API Stability is No Black Magic!

API black magic graphic

You might be surprised how much time R&D teams spend on fixing breaking APIs. Imagine you are the Head of Product, and your R&D team just finished a ground-breaking product after two years of software development. You are ramping up and fine-tuning the production with various global variants for six months to crank out that new product in volumes. Shipping large quantities of products, you get customer feedback that you haven’t received before, and you ask your R&D team to improve the software. Now the R&D team tells you that - instead of only fixing the customer issue - the team also needs to fix the APIs of the product because the latest release of the cross-platform UI toolkit broke several of the APIs you are using. Instead of spending a few days to the customer's issue, your team spends weeks updating everything, including API documentation and integration tests. Does this sound like an unrealistic scenario?

According to a study conducted by Forrester Consulting in March 2021 and commissioned by the Qt Company, 42% of embedded device and connected product development directors think that too much time is spent maintaining or updating what we have. The problem seems to be real. What causes it?

API stability of cross-platform frameworks cannot be taken for granted. While every cross-platform framework or UI toolkit has API compatibility policies, you might be surprised if you dig deeper into what the “policies” of some framework providers allow. It might be that the maximum guaranteed API stability is only one year or a few releases (which new emerging platforms sometimes publish quarterly). The provider of a cross-platform framework might break an API if a change in the framework is considered "valuable" and you don’t react within 72 hours to your software breaking as an outcome of the change. Who judges what is “valuable”? The framework provider itself. Not you. This assumes that your R&D team has created already test cases, has submitted them to the framework provider, and they have been accepted before the breaking change. Otherwise, it might go unnoticed that a framework API change will break your software. Still, you might have only 72 hours to react before your test is removed from the compatibility criteria. Are you sure your team has time and priority to react to an API break not caused by you but by the framework provider while you are in the middle of building a global success and you want to listen to your customers instead?

While nothing lasts forever, product leaders should look for the ideal balance between innovation and stability of their products.
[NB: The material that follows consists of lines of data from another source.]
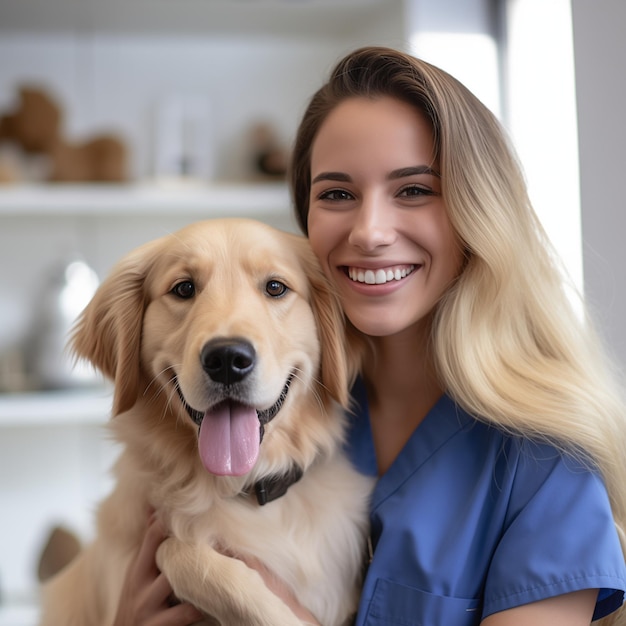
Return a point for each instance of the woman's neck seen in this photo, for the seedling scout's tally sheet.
(402, 387)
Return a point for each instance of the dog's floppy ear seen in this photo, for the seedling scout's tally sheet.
(337, 371)
(108, 332)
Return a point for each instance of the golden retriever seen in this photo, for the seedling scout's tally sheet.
(226, 347)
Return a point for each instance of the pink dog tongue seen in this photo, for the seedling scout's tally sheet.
(229, 439)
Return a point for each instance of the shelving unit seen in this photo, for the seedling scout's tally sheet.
(63, 408)
(263, 200)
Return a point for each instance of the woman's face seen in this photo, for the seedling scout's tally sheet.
(377, 221)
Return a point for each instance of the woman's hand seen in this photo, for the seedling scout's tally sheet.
(146, 594)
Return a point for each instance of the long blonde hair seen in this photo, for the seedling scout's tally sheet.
(509, 345)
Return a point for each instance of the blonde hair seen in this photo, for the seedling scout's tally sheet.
(509, 346)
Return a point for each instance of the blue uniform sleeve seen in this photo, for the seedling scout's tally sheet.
(559, 537)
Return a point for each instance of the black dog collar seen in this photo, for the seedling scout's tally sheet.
(273, 487)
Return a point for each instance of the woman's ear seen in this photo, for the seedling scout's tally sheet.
(108, 332)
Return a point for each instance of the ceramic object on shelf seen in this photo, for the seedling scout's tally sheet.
(68, 290)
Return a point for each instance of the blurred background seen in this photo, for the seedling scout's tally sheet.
(123, 120)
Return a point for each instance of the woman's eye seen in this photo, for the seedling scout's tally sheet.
(336, 195)
(275, 288)
(413, 191)
(184, 289)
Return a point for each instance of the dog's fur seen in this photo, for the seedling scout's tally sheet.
(146, 329)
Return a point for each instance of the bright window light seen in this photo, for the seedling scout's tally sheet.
(470, 57)
(541, 116)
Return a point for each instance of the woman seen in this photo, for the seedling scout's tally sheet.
(485, 406)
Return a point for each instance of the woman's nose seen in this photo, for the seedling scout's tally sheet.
(373, 225)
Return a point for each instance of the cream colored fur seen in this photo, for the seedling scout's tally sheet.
(141, 335)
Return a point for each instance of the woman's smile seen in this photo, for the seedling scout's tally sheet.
(377, 219)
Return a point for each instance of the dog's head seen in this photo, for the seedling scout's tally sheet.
(221, 324)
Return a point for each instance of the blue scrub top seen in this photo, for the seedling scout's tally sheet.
(469, 521)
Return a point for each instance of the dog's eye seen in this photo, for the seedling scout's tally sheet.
(275, 288)
(185, 289)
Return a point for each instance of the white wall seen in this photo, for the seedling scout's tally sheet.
(600, 60)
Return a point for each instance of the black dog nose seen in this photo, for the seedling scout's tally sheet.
(228, 360)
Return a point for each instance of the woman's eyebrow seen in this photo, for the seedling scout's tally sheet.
(417, 170)
(403, 172)
(339, 177)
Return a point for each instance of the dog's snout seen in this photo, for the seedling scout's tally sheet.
(228, 360)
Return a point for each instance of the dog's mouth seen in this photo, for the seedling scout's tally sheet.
(231, 432)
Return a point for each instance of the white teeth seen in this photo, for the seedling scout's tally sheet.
(381, 276)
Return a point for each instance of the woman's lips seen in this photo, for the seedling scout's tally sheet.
(379, 276)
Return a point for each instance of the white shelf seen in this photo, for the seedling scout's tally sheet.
(19, 615)
(88, 406)
(205, 200)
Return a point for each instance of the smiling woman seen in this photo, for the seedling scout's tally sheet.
(482, 400)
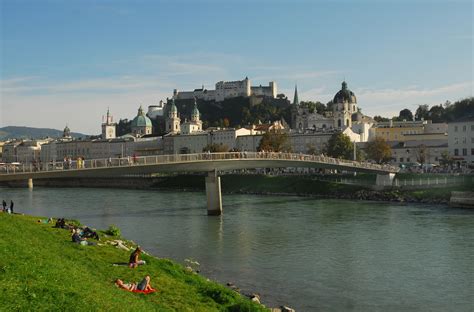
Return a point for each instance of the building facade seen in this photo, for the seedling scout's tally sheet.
(228, 89)
(461, 141)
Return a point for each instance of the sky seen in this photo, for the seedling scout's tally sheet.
(65, 62)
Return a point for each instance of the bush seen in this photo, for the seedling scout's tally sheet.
(113, 230)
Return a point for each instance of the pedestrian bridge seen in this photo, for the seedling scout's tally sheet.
(204, 162)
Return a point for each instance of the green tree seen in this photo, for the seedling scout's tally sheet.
(405, 114)
(216, 148)
(339, 146)
(378, 150)
(380, 119)
(275, 141)
(422, 112)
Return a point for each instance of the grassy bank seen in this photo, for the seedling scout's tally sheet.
(41, 269)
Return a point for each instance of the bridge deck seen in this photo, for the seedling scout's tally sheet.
(185, 163)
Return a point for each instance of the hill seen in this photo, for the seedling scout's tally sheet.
(14, 132)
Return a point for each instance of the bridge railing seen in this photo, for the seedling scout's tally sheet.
(80, 164)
Makers of digital products can choose cross-platform frameworks which guarantee API stability for up to 5 years. This reduces the time spent on fixing APIs dramatically over the lifetime of the product. This enables a R&D team to focus on innovations and strategic initiatives instead of “keeping the lights on.”

 The Qt cross-platform framework guarantees API stability up to five years based on one of its Long-Term Support (LTS) releases and extended support agreement. In some cases, like in the Qt 5 framework series, the API stability has even lasted eight years. Product leaders can select between the latest features in one of the predictable six-month releases or choose a LTS release. Every third release of the Qt framework is a long-term supported release. High-volume, digital products with long lifespans and complex global variant processes can be designed, built and tested using a Qt LTS release and its integrated tool chain. API stability does not have to be black magic.

Product leaders can have the power to balance innovation and stability themselves by choosing a cross-platform framework with an API stability of several years.